Once the direction has been picked up, BFGS searches for the optimal step size $\alpha_k = \underset{\alpha}{\textrm{argmin }} f(x_k + \alpha p_k)$, which is called [line search](https://en.wikipedia.org/wiki/Line_search). Practically, it is implemented using approximation approaches. Then we set $x_{k+1} = x_k + \alpha_k p_k$. The algorithm proceeds until convergence.

### Section 4: How it works (if you are a mathematician)

In this section, we will describe the BFGS algorithm in a mathematician-style. If you are not interested in math, just skip it.

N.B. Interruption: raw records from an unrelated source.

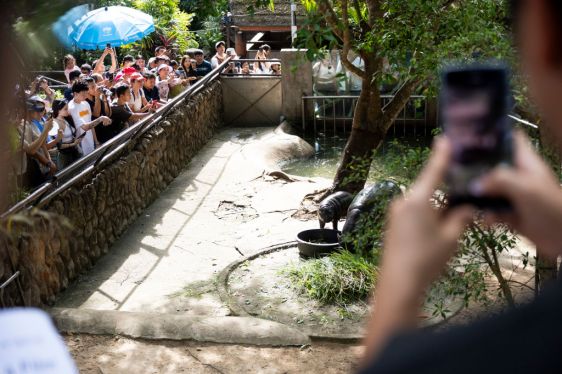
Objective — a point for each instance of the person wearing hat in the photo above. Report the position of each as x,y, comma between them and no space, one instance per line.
220,56
138,102
125,74
162,81
141,63
86,69
152,64
275,68
149,88
262,54
81,114
202,67
99,64
35,134
233,67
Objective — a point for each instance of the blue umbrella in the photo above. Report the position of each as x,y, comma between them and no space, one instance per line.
63,26
115,25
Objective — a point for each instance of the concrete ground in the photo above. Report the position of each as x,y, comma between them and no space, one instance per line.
213,213
108,355
217,211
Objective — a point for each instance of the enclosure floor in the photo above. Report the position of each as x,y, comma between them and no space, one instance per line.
216,210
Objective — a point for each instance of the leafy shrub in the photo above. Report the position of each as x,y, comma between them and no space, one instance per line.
339,278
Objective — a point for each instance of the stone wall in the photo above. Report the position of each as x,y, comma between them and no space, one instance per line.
53,246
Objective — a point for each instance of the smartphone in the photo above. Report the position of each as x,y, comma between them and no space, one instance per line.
474,105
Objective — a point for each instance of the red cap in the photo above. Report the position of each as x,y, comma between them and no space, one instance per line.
129,70
137,77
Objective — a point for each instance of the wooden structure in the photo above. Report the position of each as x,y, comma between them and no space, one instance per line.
263,27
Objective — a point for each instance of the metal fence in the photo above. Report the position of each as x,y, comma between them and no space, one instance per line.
335,114
76,172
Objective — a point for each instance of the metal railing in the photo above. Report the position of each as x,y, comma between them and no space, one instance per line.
252,74
336,112
74,173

The global optimisation problem can be formalised as
$$
\underset{\textbf{x}}{\textrm{argmin }} f(\textbf{x})\\
x\in\mathbb{R}^n
$$

As described in previous sections, BFGS runs in an iterative way. In each iteration $k$, we do the following steps:
1. At $x_k$, get the derivative and Hessian matrix $\nabla f(x_k), B_k$ of the function.
2. Solve $p_k = -B_k^{-1}\nabla f(x_k)$.
3. Find the optimal step size by $\alpha_k = \underset{\alpha}{\textrm{argmin }} f(x_k + \alpha p_k)$.
4. Update $x_{k+1} = x_k + \alpha_k p_k$.
5. Update the approximation of Hessian matrix by solving $B_{k+1}(x_{k+1}-x_k) = \nabla f(x_{k+1}) - \nabla f(x_k)$.

Remarks:
* Step 3 is solved by [line search](https://en.wikipedia.org/wiki/Line_search), which returns $\alpha_k$ and ensures that $x_{k+1} = x_k + \alpha_kp_k$  satisfies [Wolfe conditions](https://en.wikipedia.org/wiki/Wolfe_conditions).
* We usually set the initial estimation of Hessian as identity matrix $B_0=I$, and the inital $x_0$ is specified by the user.
* Practically, $B_{k+1}$ is not derived by solving equation in step 5. Instead, we denote $s_k = x_{k+1}-x_k$, y_k = \nabla f(x_{k+1}) - \nabla f(x_k), and then B_{k+1} can be update by
$$
B_{k+1} = B_k + \frac{y_ky_k^\mathrm{T}}{y_k^\mathrm{T}s_k}-\frac{B_ks_ks_k^\mathrm{T}B_k^\mathrm{T}}{s_k^\mathrm{T}B_ks_k}
$$
* We've noticed in step 2, $p_k$ is solved by inversing Hessian matrix $B_k$. To avoid inversion, [Sherman–Morrison formula](https://en.wikipedia.org/wiki/Sherman%E2%80%93Morrison_formula) approxiates $B_k^{-1}$ with $H_k$, and updates it with
$$
H_{k+1} = H_k + \frac{(s_k^\mathrm{T}y_k+y_k^\mathrm{T}H_ky_k)(s_ks_k^\mathrm{T})}{(s_k^\mathrm{T}y_k)^2}-\frac{H_ky_ks_k^\mathrm{T}+s_ky_k^\mathrm{T}H_k}{s_k^\mathrm{T}y_k}
$$